Mike Delaney: I have watched the Raccoon River get sicker and sicker
"I have devoted the last ten years of my life trying to improve the water quality in Iowa and the Raccoon River. However, the Des Moines Waterworks has had to run the Nitrogen plant for a record breaking 111 + days this year to make their drinking water safe for consumers.
I have worked with the DNR, IDALS, legislators and the governor’s office. I have sat in meetings with the Farm Bureau, Soy Bean Association, Corn Growers, Pork Producers and Cattlemen to address meaningful practices to improve water quality.
In my last meeting with the Water Planning Advisory Committee the Farm Bureau representative demanded that a consensus be reached before the committee sends recommendations to the legislature. This would effectively give veto power to one individual on the committee.

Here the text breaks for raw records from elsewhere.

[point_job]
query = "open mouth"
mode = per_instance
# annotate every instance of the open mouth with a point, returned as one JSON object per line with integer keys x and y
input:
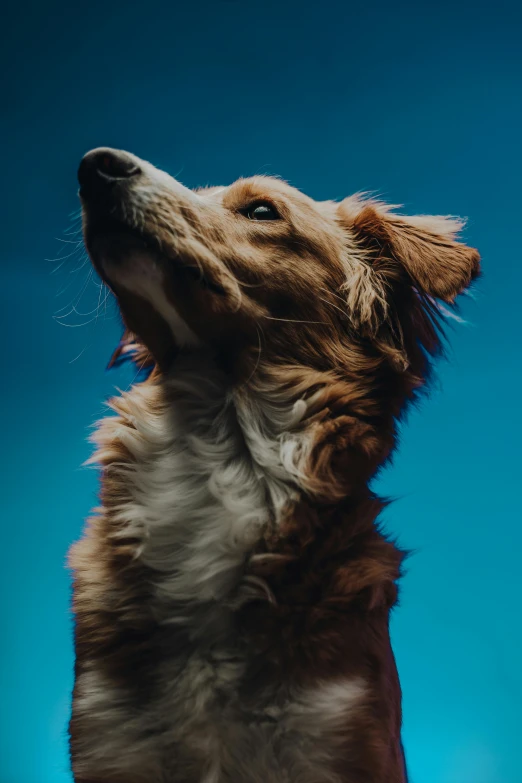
{"x": 114, "y": 244}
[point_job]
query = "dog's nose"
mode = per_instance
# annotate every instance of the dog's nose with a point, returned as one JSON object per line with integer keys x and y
{"x": 103, "y": 166}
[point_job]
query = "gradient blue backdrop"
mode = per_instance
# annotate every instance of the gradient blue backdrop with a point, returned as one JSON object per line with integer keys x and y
{"x": 420, "y": 102}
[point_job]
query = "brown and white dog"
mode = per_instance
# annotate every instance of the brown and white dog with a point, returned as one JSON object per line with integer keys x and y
{"x": 232, "y": 592}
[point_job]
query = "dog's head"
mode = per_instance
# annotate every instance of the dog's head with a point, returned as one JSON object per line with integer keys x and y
{"x": 318, "y": 296}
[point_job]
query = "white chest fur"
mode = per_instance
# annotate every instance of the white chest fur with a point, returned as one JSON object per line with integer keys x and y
{"x": 206, "y": 472}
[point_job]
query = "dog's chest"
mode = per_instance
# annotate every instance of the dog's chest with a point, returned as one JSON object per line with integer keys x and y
{"x": 199, "y": 727}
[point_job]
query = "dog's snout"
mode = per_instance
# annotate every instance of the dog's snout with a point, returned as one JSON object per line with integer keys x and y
{"x": 102, "y": 167}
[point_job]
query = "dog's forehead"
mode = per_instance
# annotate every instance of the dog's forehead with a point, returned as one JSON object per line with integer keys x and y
{"x": 253, "y": 187}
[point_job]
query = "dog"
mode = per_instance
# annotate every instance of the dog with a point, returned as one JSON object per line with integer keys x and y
{"x": 232, "y": 592}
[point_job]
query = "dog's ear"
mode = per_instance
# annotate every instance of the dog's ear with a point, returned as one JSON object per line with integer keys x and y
{"x": 425, "y": 246}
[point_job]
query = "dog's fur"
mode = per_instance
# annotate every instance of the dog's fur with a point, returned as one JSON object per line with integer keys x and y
{"x": 232, "y": 592}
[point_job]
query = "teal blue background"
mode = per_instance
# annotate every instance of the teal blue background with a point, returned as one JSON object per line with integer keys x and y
{"x": 420, "y": 102}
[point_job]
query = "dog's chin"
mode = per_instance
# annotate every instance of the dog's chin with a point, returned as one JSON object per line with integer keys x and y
{"x": 136, "y": 273}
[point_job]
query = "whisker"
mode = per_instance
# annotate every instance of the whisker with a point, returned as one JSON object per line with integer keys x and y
{"x": 292, "y": 320}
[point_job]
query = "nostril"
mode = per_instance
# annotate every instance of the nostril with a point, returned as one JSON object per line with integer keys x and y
{"x": 102, "y": 166}
{"x": 116, "y": 165}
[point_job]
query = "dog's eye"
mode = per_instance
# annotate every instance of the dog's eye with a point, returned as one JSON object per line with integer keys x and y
{"x": 261, "y": 211}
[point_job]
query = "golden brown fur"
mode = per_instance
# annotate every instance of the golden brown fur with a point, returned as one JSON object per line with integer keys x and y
{"x": 319, "y": 327}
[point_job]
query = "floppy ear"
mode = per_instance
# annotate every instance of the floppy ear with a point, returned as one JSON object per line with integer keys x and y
{"x": 425, "y": 246}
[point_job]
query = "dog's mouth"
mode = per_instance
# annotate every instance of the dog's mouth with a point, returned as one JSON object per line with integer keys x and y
{"x": 119, "y": 250}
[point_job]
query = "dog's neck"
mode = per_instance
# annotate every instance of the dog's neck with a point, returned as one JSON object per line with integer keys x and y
{"x": 198, "y": 472}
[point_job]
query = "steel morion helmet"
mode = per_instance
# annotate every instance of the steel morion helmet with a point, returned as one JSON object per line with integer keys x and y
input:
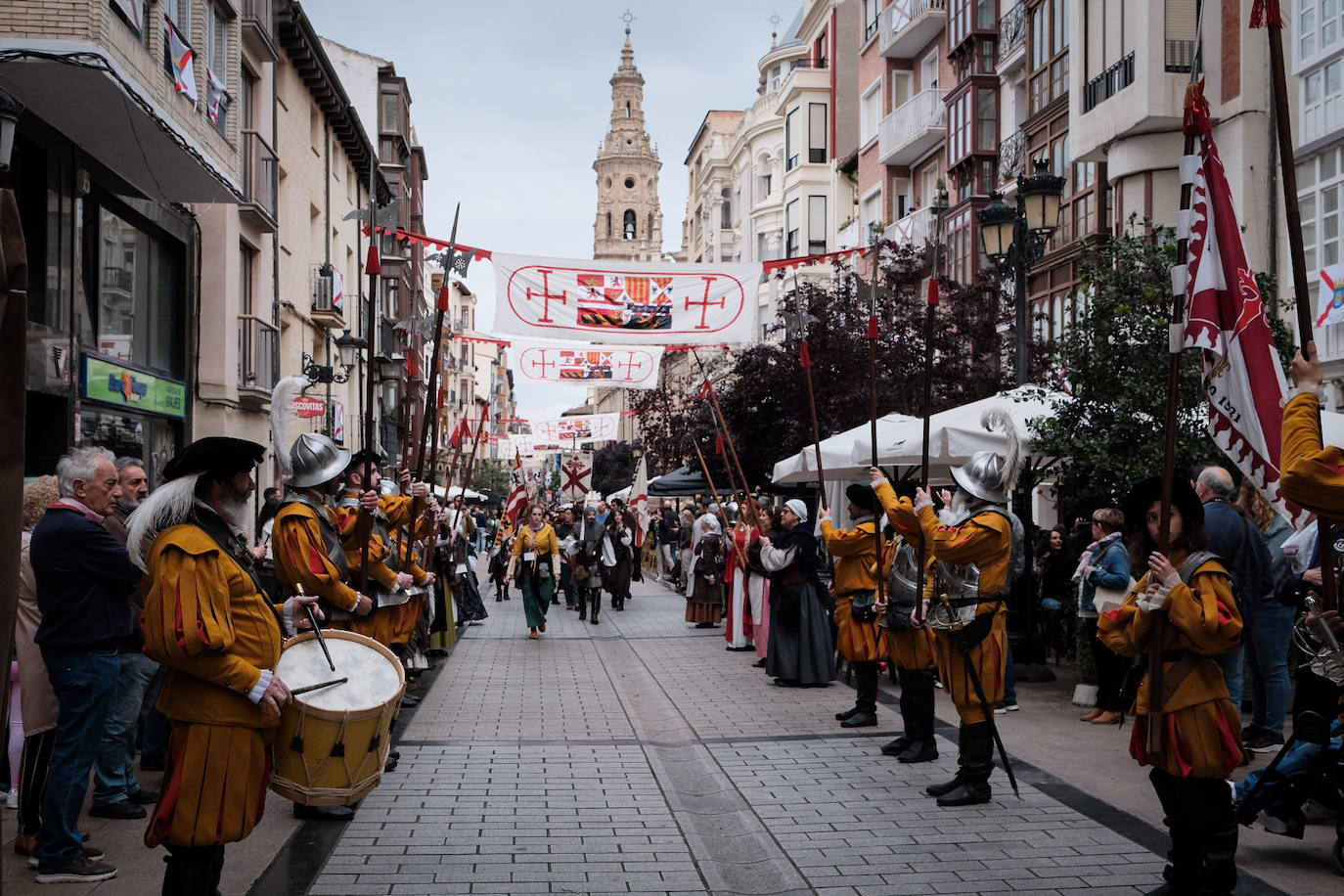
{"x": 315, "y": 460}
{"x": 991, "y": 475}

I have watched the Raccoon River get sicker and sicker. Soil and Water Districts are moving water off the land through their subsidized tile systems at the highest rate ever. The surging water is gouging out soil, and nutrients from the banks and dropping ever more trees at every turn of the river. Nitrate and phosphorus concentrations are at record-breaking levels. Antibiotic bacteria are in the water. Live mussels are hard to find. Fishing for Walleye and Smallmouth has deteriorated. Tubers and paddlers are floating through foam induced by hog manure. The river is chocolate brown from soil runoff. The frogs, snakes and turtles are disappearing. The eagles and herons are staring into the opaque river trying to find food.
However, the Farm Bureau has created “Iowa Partnership for Clean Water” and is running a $157,000 ad campaign to convince Iowans that “Iowa waters are the cleanest they have been in 20 years?” They even recruited prominent Iowans Patty Judge, Christine Hensley and Ron Corbett to advocate on their behalf. And, they block monitoring to even determine if there has been a change in water quality.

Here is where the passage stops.